BRI is becoming a debt trap for poor countries

A study has shown that under the Belt and Road Initiative (BRI) launched by China, dozens of low-income countries like Nepal are falling into the trap of debt.

A study report published by Ed Data, which researches studies on foreign debt and aid, concluded that low- and middle-income countries are falling into the trap of China’s secret loans.

Research has provided different rationales as to how countries are falling into the trap of hidden debt. Studies have shown that high interest rates and short-duration projects are becoming problematic in the implementation of investment projects, and the lack of transparency is adding long-term liability to poor countries.

Research has shown that Chinese debt is not only opaque but also extremely expensive compared to loans from other countries and institutions.

The OECD and other development partners lend to low- and middle-income countries at an interest rate of 1.1 percent, while China lends at an interest rate of up to 4.2 percent. The repayment period of Chinese loans is also seen to be very short compared to others, with the average duration being only 10 years, whereas other countries receive loans for up to 28 years.

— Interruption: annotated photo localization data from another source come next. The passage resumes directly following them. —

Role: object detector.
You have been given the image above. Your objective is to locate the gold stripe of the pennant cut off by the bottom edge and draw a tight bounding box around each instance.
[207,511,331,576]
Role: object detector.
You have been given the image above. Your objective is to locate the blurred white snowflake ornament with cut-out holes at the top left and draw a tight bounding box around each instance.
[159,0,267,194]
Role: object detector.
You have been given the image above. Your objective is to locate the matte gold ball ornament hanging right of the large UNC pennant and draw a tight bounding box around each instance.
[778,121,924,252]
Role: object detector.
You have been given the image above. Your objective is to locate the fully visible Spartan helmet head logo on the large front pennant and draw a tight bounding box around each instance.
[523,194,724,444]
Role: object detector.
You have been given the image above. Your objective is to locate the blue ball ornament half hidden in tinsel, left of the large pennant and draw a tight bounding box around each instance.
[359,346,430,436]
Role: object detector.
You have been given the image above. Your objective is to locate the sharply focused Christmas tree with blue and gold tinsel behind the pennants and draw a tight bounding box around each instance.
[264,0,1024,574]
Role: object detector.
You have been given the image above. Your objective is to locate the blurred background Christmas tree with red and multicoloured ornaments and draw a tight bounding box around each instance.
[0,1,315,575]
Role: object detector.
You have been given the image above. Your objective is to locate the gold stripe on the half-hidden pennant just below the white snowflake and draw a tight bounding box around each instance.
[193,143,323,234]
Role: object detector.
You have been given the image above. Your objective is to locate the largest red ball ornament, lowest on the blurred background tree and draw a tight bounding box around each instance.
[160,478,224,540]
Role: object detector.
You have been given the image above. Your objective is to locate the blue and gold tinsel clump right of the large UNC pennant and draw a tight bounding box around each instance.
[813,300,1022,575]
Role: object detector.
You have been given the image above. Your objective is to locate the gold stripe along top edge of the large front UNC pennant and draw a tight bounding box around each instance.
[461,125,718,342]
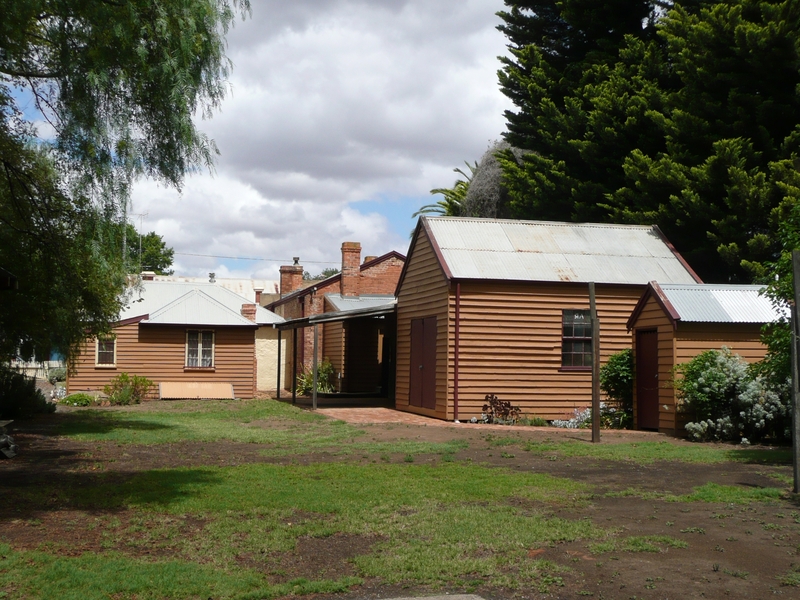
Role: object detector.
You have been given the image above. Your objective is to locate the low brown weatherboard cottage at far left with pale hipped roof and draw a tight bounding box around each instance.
[67,281,283,398]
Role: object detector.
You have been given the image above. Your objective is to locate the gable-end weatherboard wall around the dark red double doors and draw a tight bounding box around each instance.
[395,229,453,419]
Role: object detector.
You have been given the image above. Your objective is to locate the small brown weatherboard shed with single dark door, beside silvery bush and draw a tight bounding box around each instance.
[628,281,781,433]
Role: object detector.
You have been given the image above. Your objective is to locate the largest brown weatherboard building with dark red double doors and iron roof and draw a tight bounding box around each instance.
[395,217,700,420]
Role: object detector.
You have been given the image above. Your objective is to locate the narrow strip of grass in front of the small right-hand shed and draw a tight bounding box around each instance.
[522,440,792,464]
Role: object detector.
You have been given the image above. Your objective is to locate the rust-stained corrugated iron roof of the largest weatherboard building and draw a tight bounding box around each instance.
[424,217,697,285]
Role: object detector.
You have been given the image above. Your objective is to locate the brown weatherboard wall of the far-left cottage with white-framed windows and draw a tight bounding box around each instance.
[67,323,256,398]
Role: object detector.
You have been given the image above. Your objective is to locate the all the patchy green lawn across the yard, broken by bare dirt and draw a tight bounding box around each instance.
[0,401,796,600]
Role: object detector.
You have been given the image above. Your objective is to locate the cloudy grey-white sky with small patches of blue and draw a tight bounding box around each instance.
[132,0,510,279]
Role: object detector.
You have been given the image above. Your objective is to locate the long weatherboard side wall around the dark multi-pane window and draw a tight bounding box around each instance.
[448,282,644,419]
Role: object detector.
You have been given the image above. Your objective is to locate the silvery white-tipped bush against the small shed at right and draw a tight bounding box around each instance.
[673,347,791,442]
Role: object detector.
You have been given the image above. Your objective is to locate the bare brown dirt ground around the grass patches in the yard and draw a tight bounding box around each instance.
[0,404,800,600]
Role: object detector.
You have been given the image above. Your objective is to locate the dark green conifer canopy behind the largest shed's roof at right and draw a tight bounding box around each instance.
[500,0,800,282]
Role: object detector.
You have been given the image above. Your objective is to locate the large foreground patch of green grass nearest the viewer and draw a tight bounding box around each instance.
[0,462,610,598]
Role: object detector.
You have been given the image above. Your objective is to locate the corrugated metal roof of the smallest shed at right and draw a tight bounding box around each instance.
[659,283,784,323]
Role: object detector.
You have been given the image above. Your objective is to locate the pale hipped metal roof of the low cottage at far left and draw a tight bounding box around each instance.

China extends loans abroad through its state-owned banks and companies. These loans are typically provided under the Belt and Road Initiative (BRI) to government-owned banks, special joint ventures, and private institutions. However, such loans often do not appear in the government’s official financial records. Research indicates that a significant portion of these projects encounter difficulties, with high-interest debt exacerbating economic challenges for recipient countries.

According to recent studies, approximately 35 percent of BRI projects encounter implementation issues. These problems include corruption, labor exploitation, environmental degradation, and public opposition. In contrast, only 21 percent of Chinese government projects outside the BRI face similar challenges.

Furthermore, research highlights the heightened risk for poorer countries to fall into a debt trap due to opaque loan agreements, coupled with issues of corruption and bureaucratic delays.